I suppose there is some truth behind having better ventilation with 2 side vents versus 1 center vent. But I usually err on the Italian side, and so I opted for the single center vent on this jacket. Just go with what feels comfortable to you.

How many cuff buttons?

Admittedly, this is a minor thought for some people. But for those of you that really want to take advantage of the power of bespoke, I encourage you to give some thought to how many buttons you have on your cuff. Four is standard, whereas anything less shows that you put some thought into your clothes. 

I opted for 3.

buttons

Step 4 – Details

Now is the time to have some fun. In my opinion, the best way to bring out a coastal, or pool-side style, is to use some blues and whites. And one of the best ways to do that is with the button holes.

Button hole accents

You’ll notice that I opted for a light blue accent on both the lapel button hole and the cuff button holes.
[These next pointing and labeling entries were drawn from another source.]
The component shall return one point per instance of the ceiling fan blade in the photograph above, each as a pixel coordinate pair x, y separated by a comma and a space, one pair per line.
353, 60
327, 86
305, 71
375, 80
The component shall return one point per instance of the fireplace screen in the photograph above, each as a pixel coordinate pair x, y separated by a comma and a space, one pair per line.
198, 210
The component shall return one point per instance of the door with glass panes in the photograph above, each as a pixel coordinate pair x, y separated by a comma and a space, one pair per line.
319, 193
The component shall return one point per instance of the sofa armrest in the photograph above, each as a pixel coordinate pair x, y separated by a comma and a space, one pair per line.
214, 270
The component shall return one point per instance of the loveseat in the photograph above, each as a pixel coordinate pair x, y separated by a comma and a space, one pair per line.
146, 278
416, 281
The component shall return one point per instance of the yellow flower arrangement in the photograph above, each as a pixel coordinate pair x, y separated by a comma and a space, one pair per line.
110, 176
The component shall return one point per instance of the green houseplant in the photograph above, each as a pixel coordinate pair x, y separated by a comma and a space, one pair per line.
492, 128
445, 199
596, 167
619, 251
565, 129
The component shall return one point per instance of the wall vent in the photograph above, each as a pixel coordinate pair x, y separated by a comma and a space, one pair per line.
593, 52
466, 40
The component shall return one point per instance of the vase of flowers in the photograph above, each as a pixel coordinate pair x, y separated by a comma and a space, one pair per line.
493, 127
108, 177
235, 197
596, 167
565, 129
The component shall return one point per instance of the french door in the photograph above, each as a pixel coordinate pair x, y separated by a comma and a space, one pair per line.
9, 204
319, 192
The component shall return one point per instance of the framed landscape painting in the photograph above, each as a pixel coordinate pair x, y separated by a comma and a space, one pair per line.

Regarding the cuff button holes, I was originally kicking around the idea of making each button hole a different color. If memory serves, I was going to go with one blue and the other in a sort of cream shade. But after thinking about it more, I couldn’t help but think that the multiple colors would end up being distracting, so I settled on just the coastal blue.

And on the topic of button hole accents in general – when building a jacket, be sure that the jacket can stand alone without any of the colorful accents. In other words, a great looking jacket should look awesome without anything else and it should look even better with the accents. It’s sometimes easy to fall into the trap of thinking that you “need a pop of color,” and then you end up with something that is downright distracting.

Also, bear in mind that colored accents should always refer to your wardrobe. What this means with the subject summer suit, is that I choose a light blue color to refer to the likely shade of shirt fabric that I would wear under the suit. And also knowing that I was likely going to wear a blue pocket square with this jacket more than any other color. Therefore, the accent stitching helps to integrate the whole look.

Flap pockets

I chose flap pockets for their slightly casual look. As opposed to besom pockets which have a very sophisticated presence. However, I still wanted my pockets made at an angle – a hallmark of a fine suit (it’s less expensive to manufacture pockets straight across than it is at an angle). I should note that you could still insert the flap into the pocket itself if you wanted to “fake a besom pocket” for an evening.

And remember, you have tons of pockets on the inside of your jacket. With the obvious exception of your chest pocket (hello, pocket squares!), your inside pockets are where you should be storing your things.

Wrap up

So, that’s what you need to know about choosing a summer sport coat. As you can see, there are some smart things you can do to ensure that your coat becomes your seasonal favorite. Just so long as you stick with a breathable fabric and you request the unconstructed option, you’ll stay nice and cool.

One note on how you wear these suits: Because it’s summertime and it’s hot outside, don’t forget that you wear your clothes, not the other way around. For instance, it’s perfectly acceptable these days to scrunch up your jacket sleeves for a short time. And when the thermometer climbs into the red, loosen up the buttons on your cuff to promote ventilation.

I hope this article helps to shed some light on how you can create your own summer suit. And if you’re still wearing the same suit year round and sweating your way through the summer, then hopefully now you are enlightened!